I’m not good with estimating distances, but the walk from the parking lot to the course was about nine hundred miles, through a vast and growing sea of cars that stretched from horizon to horizon. We knew we were getting close when we arrived at an enormous semicircular portico filled with walk-through x-ray machines like in airports. We told one of the security guards this was a really impressive setup, and he said, “You ain’t seen nothin’ yet.”

But I used it anywayBy this time, my large Dunkin Donuts iced coffee was really working my kidneys, so I was looking for a bathroom and found one just beyond the security checkpoint. It was marked “Gentlemen,” but I decided to use it anyway (Ha!). And it was at this point that it started to really get unusual.

There was a line to use the bathroom, which I expected, but we never stood in line. The line was always moving. Inside, there were at least six Augusta National employees constantly mopping, cleaning, and most importantly, directing traffic: “Good morning, gentlemen! I’ve got two open on the left over here! I’ve got one open on the right! Good morning, gentlemen! You don’t have to stop, you can keep moving! Do I have any sitters? I’ve got one open for a sitter! Good morning!”

That, as much as anything, encompassed the spirit of the day. I had been so preoccupied with trying to get inside that I hadn’t noticed that we’d gotten the same thing from the people who were directing cars into the parking lot and the people running security: ruthless efficiency, sugar coated with zealous hospitality. It’s like a combination of Disney World, a Chick-fil-a, and the Tokyo subway system, springing up out of the ground fully formed to host a golf tournament one week a year, and then fading back into the east Georgia woods.

With 100,000 of the hoi polloi walking around, there is no garbage on the ground, anywhere. This is due to aggressive policing by the staff, mostly, but the landscape is also dotted with inconspicuously green receptacles labeled “Please Please Please” (perhaps in honor of a famous Augusta resident). And the grass is so uniformly perfect that you feel like it has to be fake, but that fake grass never looks that good.

Of course, the whole place is beautiful. We walked all of it, barely slowing down as we went through the concession line to get our Masters pimento cheese sandwich, Masters Moon Pie, and Masters bottled water. It all has that strange-but-familiar vibe you get from seeing something in person that you’ve seen on TV all your life.

All of the spectators were dressed to play golf, I guess for the same reason that you take your glove when you go to see a major league baseball game. You never know when someone might go down with an injury and Rory McIlroy or Bubba Watson invites you to round out his foursome.

So many people were there, and yet it never felt crowded. Not having to stand in line for anything helped, but also the place is just so huge, and laid out so well, that it seemed spacious even with a football stadium-full of humanity milling around.

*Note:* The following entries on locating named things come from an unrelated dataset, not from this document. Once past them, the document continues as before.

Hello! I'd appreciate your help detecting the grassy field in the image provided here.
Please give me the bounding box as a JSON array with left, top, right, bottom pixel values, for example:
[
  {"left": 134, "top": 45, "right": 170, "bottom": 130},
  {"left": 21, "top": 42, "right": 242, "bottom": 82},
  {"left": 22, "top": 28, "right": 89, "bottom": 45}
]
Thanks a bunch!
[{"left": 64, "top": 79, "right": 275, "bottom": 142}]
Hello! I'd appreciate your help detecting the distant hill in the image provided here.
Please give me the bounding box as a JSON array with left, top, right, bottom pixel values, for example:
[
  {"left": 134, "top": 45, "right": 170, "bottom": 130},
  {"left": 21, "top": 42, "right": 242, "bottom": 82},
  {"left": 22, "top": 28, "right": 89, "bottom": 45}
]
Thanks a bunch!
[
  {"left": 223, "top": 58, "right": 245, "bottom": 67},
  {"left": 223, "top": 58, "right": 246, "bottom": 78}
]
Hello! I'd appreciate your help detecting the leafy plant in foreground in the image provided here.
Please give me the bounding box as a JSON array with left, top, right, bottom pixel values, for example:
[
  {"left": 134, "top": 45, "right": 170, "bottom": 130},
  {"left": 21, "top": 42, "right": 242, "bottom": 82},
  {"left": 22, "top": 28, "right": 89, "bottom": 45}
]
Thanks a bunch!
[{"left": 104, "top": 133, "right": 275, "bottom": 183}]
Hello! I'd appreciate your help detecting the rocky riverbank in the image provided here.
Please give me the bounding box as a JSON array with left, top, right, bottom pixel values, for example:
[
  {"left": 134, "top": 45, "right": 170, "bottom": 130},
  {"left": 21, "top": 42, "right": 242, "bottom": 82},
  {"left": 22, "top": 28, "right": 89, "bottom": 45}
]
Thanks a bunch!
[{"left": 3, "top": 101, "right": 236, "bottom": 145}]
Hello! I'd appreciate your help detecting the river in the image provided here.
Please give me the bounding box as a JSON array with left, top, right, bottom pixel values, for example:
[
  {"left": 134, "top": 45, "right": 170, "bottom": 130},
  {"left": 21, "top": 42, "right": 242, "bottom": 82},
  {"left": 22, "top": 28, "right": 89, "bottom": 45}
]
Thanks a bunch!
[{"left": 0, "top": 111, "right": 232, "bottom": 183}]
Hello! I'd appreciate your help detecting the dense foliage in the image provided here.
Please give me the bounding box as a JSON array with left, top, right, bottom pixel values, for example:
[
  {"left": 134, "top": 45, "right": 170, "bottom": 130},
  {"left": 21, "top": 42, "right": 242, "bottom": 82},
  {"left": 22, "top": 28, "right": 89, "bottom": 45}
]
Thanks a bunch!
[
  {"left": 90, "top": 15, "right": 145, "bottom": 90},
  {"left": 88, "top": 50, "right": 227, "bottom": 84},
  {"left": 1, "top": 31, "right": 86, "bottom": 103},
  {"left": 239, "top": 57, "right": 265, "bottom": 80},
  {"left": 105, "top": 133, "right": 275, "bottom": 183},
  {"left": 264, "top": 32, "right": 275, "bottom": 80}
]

And mind you, it is huge. Whenever I’ve been to see a football or baseball game in person, I’ve always thought that the field looks so much smaller than it does on TV. Not so with Augusta. If anything, it seems bigger. Standing at the tee box of any given par four and looking down the fairway, the landing area for the drive seems impossibly far away.

Like any reasonably athletic guy with an active imagination, I figure that if I just knuckled down and trained hard for a few months, I could play a pro sport. Sometimes guys like that get the chance to stand in against a pro-level fastball or try to guard an elite basketball talent, and they see how much distance there really is between them and professional athletes. Looking at Augusta up close and knowing the shots that are made there, it’s easy to see that I am not in the same species as the guys who do that.

We did see a few of those guys during our visit — Phil, Jordan, Bubba, et al. But to me the star of that show is the place itself and the people running it. The golf club is weirdly elite — the regard in which they hold themselves is the prototype for every parody of every snooty golf club ever. But when that high regard leads to that high standard and that kind of experience, it’s hard to argue with the results.